In theory, the Conservatives could have lost any election during these 18 years. But such was the disarray of the opposition parties – especially Labour – that electoral victory was all but guaranteed. The elections of the 1980’s and 1990’s were fought with competition from other parties – hence there can be no comparison with a one-party state. During an extended stay in power, a dominant party can shape society through its policies. During the Thatcher era, health, education, the state ownership of industry etc. were all massively changed and re-shaped. Society changed as a result of these political changes and this can only be done by a party having an extended stay in office.
Other features of a dominant system are:
the party in power becomes complacent and sees that its position in power is ‘guaranteed’. Such political arrogance is seen as one of the reasons for the public’s overwhelming rejection of the Conservatives in 1997.

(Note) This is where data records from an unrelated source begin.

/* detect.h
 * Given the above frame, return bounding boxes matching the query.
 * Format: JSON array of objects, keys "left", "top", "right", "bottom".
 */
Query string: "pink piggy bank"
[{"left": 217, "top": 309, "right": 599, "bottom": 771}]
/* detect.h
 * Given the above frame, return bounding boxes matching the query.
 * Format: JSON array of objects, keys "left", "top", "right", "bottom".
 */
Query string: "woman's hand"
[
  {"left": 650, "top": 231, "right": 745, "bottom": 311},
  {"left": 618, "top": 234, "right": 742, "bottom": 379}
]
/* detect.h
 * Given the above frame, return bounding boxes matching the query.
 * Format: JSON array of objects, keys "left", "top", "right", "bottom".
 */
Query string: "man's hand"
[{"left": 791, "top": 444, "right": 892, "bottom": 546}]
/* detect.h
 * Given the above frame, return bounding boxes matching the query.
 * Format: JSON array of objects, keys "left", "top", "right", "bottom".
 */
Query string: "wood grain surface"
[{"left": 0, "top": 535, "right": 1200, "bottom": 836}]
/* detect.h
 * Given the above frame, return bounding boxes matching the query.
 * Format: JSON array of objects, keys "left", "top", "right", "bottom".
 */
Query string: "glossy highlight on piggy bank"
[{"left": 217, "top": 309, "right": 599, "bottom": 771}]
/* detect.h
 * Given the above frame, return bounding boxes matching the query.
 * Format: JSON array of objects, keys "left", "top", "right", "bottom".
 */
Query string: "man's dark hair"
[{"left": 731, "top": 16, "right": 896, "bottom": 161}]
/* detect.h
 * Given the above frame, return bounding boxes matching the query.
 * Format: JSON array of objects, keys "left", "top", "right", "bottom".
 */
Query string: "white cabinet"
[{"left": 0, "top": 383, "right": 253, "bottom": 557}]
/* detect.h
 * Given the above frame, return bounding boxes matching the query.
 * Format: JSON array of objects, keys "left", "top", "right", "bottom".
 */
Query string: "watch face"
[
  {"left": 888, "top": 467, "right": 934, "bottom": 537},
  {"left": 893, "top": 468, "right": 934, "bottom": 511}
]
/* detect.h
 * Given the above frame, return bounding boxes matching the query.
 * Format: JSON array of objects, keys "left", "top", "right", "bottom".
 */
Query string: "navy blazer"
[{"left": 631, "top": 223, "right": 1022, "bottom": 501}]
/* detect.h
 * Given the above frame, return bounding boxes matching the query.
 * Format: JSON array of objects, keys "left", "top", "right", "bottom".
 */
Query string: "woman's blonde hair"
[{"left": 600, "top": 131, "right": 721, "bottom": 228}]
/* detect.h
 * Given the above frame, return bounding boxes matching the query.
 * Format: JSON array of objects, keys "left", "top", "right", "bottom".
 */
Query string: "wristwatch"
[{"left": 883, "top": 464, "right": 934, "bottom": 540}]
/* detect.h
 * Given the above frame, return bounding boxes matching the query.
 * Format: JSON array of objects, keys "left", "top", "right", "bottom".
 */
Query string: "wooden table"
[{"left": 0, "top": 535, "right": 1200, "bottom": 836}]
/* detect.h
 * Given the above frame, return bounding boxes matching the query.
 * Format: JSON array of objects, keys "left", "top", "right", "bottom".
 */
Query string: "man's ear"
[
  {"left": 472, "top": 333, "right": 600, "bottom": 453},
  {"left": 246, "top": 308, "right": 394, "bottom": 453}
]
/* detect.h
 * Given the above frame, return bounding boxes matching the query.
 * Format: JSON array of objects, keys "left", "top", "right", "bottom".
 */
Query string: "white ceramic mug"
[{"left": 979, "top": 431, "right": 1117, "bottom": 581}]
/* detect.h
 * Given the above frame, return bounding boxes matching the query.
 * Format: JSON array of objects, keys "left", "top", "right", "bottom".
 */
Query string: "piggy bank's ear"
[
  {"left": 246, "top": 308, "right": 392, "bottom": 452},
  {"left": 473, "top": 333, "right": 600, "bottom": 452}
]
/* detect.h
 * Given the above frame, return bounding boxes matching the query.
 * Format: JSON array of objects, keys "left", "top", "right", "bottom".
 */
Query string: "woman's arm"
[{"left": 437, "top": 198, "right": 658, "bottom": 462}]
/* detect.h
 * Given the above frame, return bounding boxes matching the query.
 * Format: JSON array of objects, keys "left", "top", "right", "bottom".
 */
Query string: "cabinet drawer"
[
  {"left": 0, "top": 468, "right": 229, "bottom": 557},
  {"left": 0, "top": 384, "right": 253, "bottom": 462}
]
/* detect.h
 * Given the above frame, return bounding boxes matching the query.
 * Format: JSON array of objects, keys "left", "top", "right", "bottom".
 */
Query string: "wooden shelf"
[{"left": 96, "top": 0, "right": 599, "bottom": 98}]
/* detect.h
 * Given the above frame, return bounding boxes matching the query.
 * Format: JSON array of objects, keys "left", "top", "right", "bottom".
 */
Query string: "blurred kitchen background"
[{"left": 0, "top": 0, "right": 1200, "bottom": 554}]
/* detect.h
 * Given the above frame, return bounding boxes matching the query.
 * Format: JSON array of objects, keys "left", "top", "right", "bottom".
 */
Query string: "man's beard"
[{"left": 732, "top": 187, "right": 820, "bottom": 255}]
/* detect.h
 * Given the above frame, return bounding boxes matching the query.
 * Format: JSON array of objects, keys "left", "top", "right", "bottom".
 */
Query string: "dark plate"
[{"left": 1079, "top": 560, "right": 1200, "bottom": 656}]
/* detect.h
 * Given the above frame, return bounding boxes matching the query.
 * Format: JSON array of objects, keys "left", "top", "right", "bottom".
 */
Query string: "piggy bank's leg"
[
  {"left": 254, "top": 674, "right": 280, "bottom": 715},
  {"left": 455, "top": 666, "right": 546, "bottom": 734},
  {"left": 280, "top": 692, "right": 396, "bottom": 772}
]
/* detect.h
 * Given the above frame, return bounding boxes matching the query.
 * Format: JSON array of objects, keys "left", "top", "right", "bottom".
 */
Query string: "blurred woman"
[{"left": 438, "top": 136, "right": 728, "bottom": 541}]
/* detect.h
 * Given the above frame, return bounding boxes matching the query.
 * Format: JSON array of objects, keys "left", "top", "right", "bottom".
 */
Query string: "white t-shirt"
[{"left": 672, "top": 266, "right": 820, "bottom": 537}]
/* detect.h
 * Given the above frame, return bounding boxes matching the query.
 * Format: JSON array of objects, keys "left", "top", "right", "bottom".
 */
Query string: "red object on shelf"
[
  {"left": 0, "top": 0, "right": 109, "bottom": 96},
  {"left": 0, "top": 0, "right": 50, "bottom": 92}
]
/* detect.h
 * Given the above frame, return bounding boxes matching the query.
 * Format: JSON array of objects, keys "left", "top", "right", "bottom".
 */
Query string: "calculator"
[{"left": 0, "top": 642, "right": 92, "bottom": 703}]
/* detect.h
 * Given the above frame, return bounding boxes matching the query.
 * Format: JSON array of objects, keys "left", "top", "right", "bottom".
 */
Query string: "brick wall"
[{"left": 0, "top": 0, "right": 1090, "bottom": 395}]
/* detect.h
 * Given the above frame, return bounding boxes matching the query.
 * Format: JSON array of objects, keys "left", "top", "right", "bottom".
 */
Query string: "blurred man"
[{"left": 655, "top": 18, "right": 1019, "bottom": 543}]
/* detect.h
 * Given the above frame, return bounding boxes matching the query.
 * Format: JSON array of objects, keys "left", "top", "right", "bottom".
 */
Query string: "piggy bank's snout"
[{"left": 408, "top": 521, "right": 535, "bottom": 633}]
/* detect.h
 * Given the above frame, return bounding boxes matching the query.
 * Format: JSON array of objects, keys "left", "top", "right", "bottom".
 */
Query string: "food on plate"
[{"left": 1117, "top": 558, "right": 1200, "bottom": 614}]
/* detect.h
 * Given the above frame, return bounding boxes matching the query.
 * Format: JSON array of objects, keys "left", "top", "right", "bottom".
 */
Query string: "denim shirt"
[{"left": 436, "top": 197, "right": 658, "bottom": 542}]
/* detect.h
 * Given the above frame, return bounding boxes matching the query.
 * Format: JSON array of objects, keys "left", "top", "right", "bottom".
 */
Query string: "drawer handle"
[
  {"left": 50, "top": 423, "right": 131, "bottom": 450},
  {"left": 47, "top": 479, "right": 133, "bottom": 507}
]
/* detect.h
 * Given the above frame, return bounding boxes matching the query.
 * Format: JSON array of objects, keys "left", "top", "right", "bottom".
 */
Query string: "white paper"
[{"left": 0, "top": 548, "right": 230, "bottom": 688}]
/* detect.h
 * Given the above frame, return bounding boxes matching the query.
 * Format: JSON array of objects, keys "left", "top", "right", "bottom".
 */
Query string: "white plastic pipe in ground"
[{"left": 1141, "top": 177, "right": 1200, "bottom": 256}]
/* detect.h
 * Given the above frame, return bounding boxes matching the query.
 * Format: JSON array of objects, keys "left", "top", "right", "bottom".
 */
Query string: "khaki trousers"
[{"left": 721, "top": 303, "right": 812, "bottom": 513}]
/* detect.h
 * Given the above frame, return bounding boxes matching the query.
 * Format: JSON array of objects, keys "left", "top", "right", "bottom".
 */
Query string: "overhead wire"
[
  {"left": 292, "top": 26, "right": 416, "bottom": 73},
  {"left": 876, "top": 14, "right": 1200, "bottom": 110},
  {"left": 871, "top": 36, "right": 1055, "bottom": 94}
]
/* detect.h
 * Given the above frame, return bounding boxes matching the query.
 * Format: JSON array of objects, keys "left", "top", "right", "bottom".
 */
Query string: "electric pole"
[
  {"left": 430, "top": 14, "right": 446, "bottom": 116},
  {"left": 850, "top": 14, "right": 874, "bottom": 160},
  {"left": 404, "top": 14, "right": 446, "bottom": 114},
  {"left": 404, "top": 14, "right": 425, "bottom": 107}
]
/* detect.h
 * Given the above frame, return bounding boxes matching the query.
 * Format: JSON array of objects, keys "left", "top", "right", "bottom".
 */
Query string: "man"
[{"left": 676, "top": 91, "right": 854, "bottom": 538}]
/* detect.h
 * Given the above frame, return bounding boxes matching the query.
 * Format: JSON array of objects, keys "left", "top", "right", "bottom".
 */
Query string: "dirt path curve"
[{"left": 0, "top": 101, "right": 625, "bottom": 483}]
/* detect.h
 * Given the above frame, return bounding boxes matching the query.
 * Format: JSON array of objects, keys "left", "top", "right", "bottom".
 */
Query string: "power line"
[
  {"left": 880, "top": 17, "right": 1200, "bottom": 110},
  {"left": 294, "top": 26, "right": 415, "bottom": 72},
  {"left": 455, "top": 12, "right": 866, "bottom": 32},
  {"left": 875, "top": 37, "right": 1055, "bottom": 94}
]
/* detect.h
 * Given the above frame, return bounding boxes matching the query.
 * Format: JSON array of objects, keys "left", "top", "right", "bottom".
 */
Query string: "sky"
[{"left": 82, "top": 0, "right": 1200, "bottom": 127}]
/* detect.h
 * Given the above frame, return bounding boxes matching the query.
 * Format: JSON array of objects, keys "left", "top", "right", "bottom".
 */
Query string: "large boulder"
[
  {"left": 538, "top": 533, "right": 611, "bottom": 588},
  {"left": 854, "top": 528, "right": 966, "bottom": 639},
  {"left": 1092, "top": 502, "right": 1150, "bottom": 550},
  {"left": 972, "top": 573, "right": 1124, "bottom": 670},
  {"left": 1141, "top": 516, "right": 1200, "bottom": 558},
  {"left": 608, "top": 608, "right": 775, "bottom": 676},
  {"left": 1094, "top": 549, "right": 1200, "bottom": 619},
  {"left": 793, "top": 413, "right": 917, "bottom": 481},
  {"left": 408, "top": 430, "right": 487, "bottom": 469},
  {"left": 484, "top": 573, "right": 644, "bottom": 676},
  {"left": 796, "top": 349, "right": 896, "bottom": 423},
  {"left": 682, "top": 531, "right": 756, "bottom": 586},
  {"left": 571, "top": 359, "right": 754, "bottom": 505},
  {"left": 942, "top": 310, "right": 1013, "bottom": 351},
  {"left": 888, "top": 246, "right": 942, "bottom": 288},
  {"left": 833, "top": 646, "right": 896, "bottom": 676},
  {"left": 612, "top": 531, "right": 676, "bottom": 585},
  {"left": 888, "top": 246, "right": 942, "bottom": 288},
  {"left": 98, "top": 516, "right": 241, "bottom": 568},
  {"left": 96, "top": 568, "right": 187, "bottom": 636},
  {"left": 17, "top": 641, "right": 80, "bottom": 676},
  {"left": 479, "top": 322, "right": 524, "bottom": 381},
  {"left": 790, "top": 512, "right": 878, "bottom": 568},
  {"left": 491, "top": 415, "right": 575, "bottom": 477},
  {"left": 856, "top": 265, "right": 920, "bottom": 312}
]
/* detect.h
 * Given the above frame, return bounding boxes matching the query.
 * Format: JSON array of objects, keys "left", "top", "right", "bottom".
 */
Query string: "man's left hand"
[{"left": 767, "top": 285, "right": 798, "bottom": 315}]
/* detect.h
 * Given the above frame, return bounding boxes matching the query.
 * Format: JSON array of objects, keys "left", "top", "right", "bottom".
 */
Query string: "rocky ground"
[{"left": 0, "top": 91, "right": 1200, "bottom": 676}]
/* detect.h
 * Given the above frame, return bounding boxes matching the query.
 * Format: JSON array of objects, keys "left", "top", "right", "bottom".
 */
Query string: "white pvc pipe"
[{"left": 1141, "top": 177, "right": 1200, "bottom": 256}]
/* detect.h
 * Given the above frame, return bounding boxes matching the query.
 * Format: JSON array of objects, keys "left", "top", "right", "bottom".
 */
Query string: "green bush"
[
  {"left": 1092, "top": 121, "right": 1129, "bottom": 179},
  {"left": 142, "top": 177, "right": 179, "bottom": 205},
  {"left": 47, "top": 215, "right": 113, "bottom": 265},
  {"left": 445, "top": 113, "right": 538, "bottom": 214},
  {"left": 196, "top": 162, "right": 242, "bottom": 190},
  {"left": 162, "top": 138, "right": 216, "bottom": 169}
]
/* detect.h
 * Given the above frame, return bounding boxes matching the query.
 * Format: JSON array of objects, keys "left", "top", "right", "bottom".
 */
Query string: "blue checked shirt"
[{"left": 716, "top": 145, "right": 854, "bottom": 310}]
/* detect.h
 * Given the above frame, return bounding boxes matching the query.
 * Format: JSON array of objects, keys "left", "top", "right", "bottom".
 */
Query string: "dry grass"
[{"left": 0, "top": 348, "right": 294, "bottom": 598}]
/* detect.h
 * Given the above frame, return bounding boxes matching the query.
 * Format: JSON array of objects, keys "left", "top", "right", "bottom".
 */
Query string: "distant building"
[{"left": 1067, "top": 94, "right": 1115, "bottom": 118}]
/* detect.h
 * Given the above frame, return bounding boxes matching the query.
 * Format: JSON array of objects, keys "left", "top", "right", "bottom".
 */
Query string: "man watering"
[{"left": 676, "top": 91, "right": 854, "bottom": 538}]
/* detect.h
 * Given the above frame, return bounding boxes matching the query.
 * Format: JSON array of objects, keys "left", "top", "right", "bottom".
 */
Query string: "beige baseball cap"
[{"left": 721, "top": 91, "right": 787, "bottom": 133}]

the difference between the party in power and the state loses its distinction. When both appear to merge, an unhealthy relationship develops whereby the state’s machinery of carrying out government policy is seen as being done automatically and where senior state officials are rewarded by the party in power. This scenario overshadowed the Thatcher governments when the Civil Service was seen as a mere rubber stamp of government policy to do as it was told and senior Civil Servants were suitably rewarded in the Honours lists.
An era of a dominant party is also an era when opposition parties are in total disarray. This was true during the Conservatives domination of Britain in the 1980’s. Once the Labour Party started to strengthen in the 1990’s and internal problems were resolved, the whole issue of a dominant party was threatened leading to the defeat of the Conservatives in 1997.
It would be fair to conclude that Britain has a dominant-party system now. Within certain criteria, the Labour government with its near 180 majority in Westminster, has the freedom to do politically what it likes. The powers devolved to the regions were restrained by the simple fact that Westminster is still the major purse-holder of Scotland, Wales and Northern Ireland, thereby not giving these three regions the freedom they believe they need to be truly devolved governments.